En España escribir es que te vuelen la cabeza en las redes fecales si te desvías de la corrección política. Desde la muerte de Franco la libertad de expresión nunca había estado tan amenazada. Periodistas, escritores y artistas callan para no ser señalados por los nuevos inquisidores
El humorista Carlos Latre, en una reciente entrevista, confesó que se autocensura: “No puedes decir nada subido de tono, que luego te brean en las redes. Cuanto digas puede ser utilizado en tu contra”.
El imitador castellonense tiene el valor de admitir lo que otros artistas, escritores y periodistas prefieren callar: que con frecuencia renuncian a decir o escribir lo que piensan por temor a despertar la ira de los torquemadas del pensamiento único.
“A diferencia de otros momentos de nuestra historia, es la izquierda reaccionaria, y no la derecha, la que coarta hoy la libertad de expresión”

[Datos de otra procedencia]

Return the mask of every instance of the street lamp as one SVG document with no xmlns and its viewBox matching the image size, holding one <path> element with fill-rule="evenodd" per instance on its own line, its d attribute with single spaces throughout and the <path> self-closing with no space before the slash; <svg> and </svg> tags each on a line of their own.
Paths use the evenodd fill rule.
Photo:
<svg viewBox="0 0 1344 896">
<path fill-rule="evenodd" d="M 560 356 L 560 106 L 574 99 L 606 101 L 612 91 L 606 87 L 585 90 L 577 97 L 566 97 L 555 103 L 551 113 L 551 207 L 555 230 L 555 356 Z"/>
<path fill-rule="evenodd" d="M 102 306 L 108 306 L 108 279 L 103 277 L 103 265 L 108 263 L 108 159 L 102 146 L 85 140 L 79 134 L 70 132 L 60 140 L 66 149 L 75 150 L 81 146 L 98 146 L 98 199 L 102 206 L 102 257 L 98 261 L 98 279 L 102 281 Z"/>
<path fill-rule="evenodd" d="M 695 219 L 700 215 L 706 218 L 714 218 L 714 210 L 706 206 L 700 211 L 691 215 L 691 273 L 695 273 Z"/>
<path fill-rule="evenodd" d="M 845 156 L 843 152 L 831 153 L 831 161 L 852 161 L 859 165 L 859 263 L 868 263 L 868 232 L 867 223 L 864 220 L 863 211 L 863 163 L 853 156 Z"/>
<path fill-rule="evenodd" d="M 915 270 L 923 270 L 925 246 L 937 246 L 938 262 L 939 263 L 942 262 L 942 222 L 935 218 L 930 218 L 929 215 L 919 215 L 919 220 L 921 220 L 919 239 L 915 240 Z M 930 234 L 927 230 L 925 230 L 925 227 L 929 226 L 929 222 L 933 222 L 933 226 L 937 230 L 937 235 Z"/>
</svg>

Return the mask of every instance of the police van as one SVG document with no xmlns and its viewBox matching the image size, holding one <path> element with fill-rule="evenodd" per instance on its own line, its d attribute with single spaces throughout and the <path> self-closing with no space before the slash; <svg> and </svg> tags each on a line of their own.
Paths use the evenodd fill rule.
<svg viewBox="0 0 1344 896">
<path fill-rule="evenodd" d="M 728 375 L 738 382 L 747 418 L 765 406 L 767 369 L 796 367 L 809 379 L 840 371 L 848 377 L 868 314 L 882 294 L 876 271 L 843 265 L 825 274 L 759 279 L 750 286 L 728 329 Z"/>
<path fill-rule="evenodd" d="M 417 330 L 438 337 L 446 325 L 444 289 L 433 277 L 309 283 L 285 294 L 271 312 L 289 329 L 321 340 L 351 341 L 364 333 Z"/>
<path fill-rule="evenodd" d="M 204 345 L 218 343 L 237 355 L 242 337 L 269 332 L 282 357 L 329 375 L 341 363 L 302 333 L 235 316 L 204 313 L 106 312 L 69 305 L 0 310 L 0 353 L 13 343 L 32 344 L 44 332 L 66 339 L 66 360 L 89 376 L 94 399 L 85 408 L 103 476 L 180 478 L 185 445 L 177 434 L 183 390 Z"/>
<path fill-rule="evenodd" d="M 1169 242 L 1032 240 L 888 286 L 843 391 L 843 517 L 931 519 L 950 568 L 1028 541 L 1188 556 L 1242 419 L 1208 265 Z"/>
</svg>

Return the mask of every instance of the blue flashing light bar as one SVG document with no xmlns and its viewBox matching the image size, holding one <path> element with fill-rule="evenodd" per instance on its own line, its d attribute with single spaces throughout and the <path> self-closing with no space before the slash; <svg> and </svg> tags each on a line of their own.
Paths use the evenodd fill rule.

Si Carlos Latre se autocensura en sus espectáculos; si Johnny Depp reconoce, a su paso por el Festival de Cine de San Sebastián donde fue premiado, que ningún actor de Hollywood está a salvo de ser “cancelado”; si Javier Gurruchaga no puede cantar Ellos las prefieren gordas porque las mujeres obesas pueden ofenderse, si todo esto sucede mientras algunos disimulan su cobardía, es porque no hay libertad de expresión.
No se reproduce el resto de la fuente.